A consultation on proposals to improve the delivery of education in rural areas has been launched by Scotland’s education secretary Michael Russell.
The consultation exercise follows the publication of a report by the Commission on the Delivery of Rural Education, which was set up by the Scottish Government in 2011 following concern expressed across Scotland at the level of protection given to schools in rural areas threatened with closure.
The establishment of the commission led directly to the suspension of Argyll and Bute Council’s hugely controversial proposals to shut 11 primary schools across the area, including North Bute Primary in Port Bannatyne, and merge them with larger neighbours.
The new consultation seeks views, by September 2, on:
• the presumption against closure;
• providing financial information on closure proposals;
• clarifying and expanding Education Scotland’s role;
• the basis for determining school closure proposals;
• establishing an independent referral mechanism;
• views on a five year moratorium between closure proposals for the same school.
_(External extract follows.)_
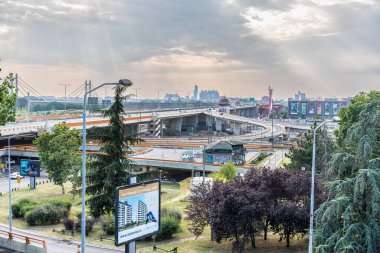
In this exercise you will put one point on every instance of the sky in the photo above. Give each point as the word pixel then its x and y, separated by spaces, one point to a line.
pixel 326 48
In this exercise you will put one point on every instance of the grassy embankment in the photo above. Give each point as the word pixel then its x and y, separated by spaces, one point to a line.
pixel 184 240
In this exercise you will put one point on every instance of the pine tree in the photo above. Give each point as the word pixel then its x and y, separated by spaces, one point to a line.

Mr Russell - who told the Scottish Parliament in 2011 that he believed legislation set up to protect rural schools from closure was “defective” - said this week: “School closures are an emotive issue for all communities and it is important that they are dealt with in an open, effective and transparent manner.
“Rural schools have particular importance to the local economy and the viability of rural communities. I want to ensure we have measures in place to protect and enhance that, while still providing councils with the flexibility they need.
“The Scottish Government and COSLA set up the Commission to examine the delivery of rural education and review the Schools (Consultation) (Scotland) Act 2010. I am committed to working closely with relevant stakeholders, parents and communities to tackle these difficult issues.
“The Commission suggested a number of changes to the legislation on school closures. I encourage everyone with an interest in schools to consider this consultation and ensure their views are reflected in new legislation which delivers for education, economies and communities.”